I too am very lucky in that the coppice that I cut from is very similar to yours, the Hazel is taken down about every 11 years so this leaves some great young,straight shoots trying to get their heads into the light!. Hazel is my favourite of all the British tree, probably because this is what I have access to. N.


----------



## Pennswoods (Nov 19, 2015)

That's a lot of sticks! How long do you leave them clamped in the jig after using the heat gun?


----------



## cobalt (Nov 14, 2013)

you only need to heat the shanks up so they get hot to touch .they only need 10 mins to cool.

One thing don't try to straighten them if they haven't been seasoned if you do they will revert back into the natural shape eventually

Some times I heat them up and just bend them on my knee, wear some thick gear tho its hot.

I havnt straightened anything above 1.25 inches but steaming is a better way you cant scotch them


----------



## Pennswoods (Nov 19, 2015)

cobalt said:


> you only need to heat the shanks up so they get hot to touch .they only need 10 mins to cool.
> 
> One thing don't try to straighten them if they haven't been seasoned if you do they will revert back into the natural shape eventually
> 
> ...


Thank you.
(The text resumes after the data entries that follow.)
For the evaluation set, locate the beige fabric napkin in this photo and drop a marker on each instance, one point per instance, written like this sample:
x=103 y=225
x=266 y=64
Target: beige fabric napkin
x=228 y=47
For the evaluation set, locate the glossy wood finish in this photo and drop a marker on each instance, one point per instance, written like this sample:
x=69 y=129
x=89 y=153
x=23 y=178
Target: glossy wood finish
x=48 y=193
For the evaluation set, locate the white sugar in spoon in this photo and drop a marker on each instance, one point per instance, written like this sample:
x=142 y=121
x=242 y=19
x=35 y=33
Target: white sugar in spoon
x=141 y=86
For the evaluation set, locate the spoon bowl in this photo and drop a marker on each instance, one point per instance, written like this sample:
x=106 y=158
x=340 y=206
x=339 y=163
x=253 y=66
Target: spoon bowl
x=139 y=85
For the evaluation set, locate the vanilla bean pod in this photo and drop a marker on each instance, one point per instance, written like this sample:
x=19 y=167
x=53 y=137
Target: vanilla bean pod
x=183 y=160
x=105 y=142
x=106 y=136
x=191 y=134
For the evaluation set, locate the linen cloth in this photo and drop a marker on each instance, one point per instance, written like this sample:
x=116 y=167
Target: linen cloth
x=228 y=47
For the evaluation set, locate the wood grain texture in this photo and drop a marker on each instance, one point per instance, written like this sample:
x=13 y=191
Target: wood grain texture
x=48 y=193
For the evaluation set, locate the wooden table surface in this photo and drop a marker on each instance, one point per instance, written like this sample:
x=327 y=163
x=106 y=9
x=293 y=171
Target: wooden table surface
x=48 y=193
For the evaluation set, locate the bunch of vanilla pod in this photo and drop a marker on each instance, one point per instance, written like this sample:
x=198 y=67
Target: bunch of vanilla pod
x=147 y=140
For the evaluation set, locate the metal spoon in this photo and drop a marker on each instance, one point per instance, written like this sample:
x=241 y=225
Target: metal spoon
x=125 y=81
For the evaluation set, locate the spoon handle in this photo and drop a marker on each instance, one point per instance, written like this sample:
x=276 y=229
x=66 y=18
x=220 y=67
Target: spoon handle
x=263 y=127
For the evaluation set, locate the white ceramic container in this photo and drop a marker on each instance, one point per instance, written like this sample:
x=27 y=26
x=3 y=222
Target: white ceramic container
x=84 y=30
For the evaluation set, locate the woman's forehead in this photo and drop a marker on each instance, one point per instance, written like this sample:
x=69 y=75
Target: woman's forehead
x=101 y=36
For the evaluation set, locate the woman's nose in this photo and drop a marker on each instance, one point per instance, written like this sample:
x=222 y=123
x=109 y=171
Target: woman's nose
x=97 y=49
I've tried steaming using, once again, the excellent advice on the forum. It worked. But heat gun seems a little less labor intensive and a bit quicker. Is that the case? Will have to give it a go.


----------



## cobalt (Nov 14, 2013)

The heat gun comes into its own if you only need to do 1 or two at once

Its quick and easy Just as long as you use a fan motion to heat the shank up.

I havnt triied heating up anything larger than a 1inch diameter but that is the average size of shank we use


----------